Что именно оказалось ему нужно, Себастьян не понял, на экране оставалась все та же тень, может быть, с чуть изменившимися очертаниями, трудно было определить отличие, но оно существовало, и одно это обстоятельство заставило Себастьяна захотеть, чтобы ничего у Форестера не получилось, это было инстинктивное ощущение, но такое сильное, что Себастьян оттолкнул Памелу, прыгнул, вытянув руки, услышал приглушенный женский крик, почувствовал, как ноги опустились на что-то мягкое, вспыхнул яркий свет, не электрическое освещение, а нормальный свет дня, лившийся из открытого настежь окна, за которым не было ни журналистов, ни полицейской машины.

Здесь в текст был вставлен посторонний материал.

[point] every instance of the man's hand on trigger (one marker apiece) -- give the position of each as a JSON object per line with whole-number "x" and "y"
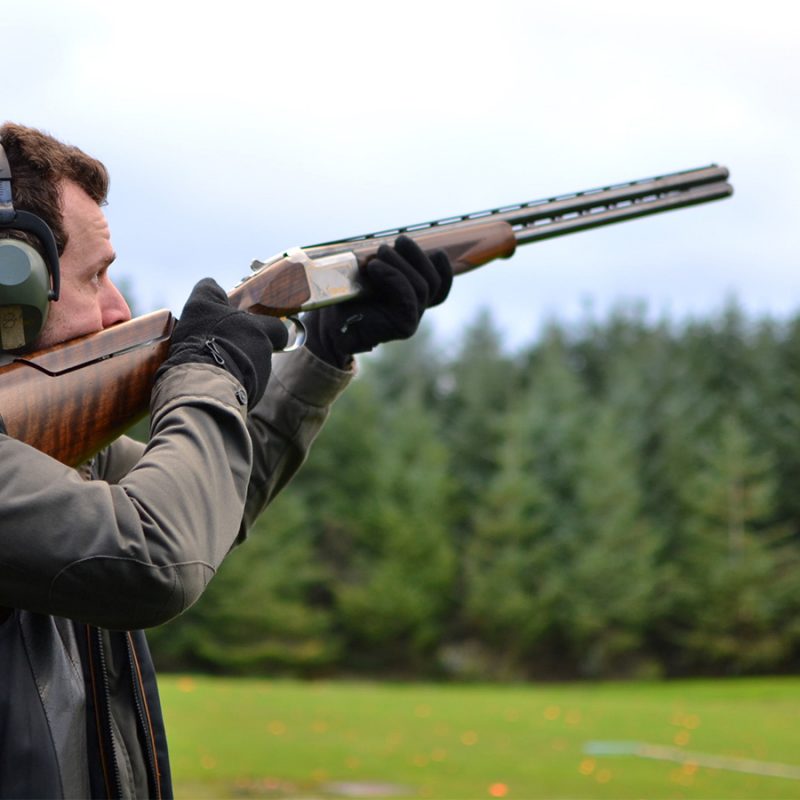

Улица тоже изменилась, через дорогу вместо коттеджа Патриксонов стояла коробка из бетона и стекла, сколько в ней было этажей, Себастьян не видел, наверняка больше десяти, и стекла отражали множеством бликов яркий закатный свет солнца.

– Пам! – крикнул он и обернулся, чтобы помочь жене, которая, конечно же, какие могли быть сомнения, последовала за ним, но Памелы не было, комната пуста, компьютер выключен, кресло стояло не на обычном месте, а было сдвинуто к дивану, на котором сидел – нога на ногу – Форестер и изучающим взглядом смотрел на Себастьяна.

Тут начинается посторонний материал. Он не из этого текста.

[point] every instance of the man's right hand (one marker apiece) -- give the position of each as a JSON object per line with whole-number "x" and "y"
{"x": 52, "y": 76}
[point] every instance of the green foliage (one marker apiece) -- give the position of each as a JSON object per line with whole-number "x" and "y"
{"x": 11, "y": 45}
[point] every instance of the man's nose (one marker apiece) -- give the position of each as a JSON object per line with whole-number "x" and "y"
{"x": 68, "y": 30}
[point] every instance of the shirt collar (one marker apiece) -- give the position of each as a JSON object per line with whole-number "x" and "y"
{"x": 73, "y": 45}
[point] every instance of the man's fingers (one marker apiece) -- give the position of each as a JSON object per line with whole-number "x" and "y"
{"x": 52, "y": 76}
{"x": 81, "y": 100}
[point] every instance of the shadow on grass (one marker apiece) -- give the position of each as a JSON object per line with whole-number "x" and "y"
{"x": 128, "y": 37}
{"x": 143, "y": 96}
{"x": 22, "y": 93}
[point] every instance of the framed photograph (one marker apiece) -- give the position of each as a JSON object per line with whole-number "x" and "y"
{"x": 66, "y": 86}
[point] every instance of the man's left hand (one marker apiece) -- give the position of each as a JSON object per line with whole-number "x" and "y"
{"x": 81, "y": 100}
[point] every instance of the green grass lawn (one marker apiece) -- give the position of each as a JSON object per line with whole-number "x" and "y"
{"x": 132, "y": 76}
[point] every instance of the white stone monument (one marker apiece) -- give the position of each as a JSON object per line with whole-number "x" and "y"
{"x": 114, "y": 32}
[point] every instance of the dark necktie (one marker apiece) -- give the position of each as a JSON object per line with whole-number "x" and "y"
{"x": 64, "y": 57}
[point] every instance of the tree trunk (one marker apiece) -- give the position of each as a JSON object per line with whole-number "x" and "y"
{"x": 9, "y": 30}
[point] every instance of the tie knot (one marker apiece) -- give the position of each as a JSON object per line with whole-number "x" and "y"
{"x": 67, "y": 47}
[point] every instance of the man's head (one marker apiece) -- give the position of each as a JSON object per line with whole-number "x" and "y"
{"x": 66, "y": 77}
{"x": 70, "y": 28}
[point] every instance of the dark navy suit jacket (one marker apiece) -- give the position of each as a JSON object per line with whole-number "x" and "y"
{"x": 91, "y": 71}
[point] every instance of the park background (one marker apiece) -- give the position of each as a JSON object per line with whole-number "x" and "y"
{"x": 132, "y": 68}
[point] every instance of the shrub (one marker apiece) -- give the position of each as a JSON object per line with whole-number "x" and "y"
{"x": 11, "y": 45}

– Пам – это ваша жена? – спросил он.

– Где она?

– Думаю, – спокойно отозвался физик, – она в спальне, судя по звукам. Слышите?

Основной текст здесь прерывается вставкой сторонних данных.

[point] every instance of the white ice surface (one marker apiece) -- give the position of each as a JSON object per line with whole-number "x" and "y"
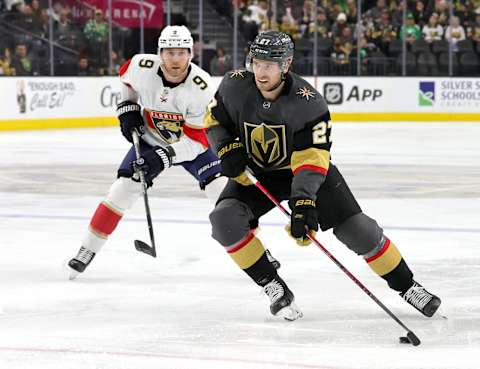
{"x": 191, "y": 307}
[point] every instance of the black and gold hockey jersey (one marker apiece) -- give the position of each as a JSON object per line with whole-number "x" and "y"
{"x": 291, "y": 133}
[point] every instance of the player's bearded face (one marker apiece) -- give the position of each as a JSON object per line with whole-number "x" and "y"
{"x": 268, "y": 74}
{"x": 175, "y": 62}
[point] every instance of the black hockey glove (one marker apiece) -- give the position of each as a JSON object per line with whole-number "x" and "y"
{"x": 130, "y": 117}
{"x": 153, "y": 162}
{"x": 234, "y": 159}
{"x": 303, "y": 218}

Себастьян услышал: Памела действительно что-то делала в спальне, громко напевая песню о трех пиратах, похитивших красавицу-индеанку и не сумевших поделить добычу. Это была любимая песня Памелы, но так громко она никогда не пела, ни слуха, ни голоса у нее не было, получалось фальшиво, но песня звучала все громче, и Себастьян пошел в спальню, наткнувшись в гостиной на почему-то стоявший поперек комнаты длинный низкий стол, покрытый цветастой клеенкой, которую Памела никогда не позволила бы постелить куда бы то ни было по причине очевидной безвкусицы аляповатых изображений.

– Пам! – Себастьян остановился на пороге спальни, потому что не мог представить, чтобы увиденное имело отношение к реальности. На Памеле был широкий халат с набивными огромными цветами, как-то Себастьян увидел такое в магазине Торчеров и показал Пам, посмотри, какая красота, а в ответ ему была прочитана лекция о хорошем вкусе и о том, что никакая женщина, уважающая себя и свою вторую половину, никогда и ни за что не нацепит на себя эту уникальную гадость. Сейчас в этой гадости Памела занималась делом, какое терпеть не могла прежде, поручая мужу мытье оконных стекол. Памела стояла на подоконнике и добралась уже до верхней фрамуги, нижние стекла стали такими прозрачными, что их не видно было вовсе, и казалось, что окно распахнуто настежь.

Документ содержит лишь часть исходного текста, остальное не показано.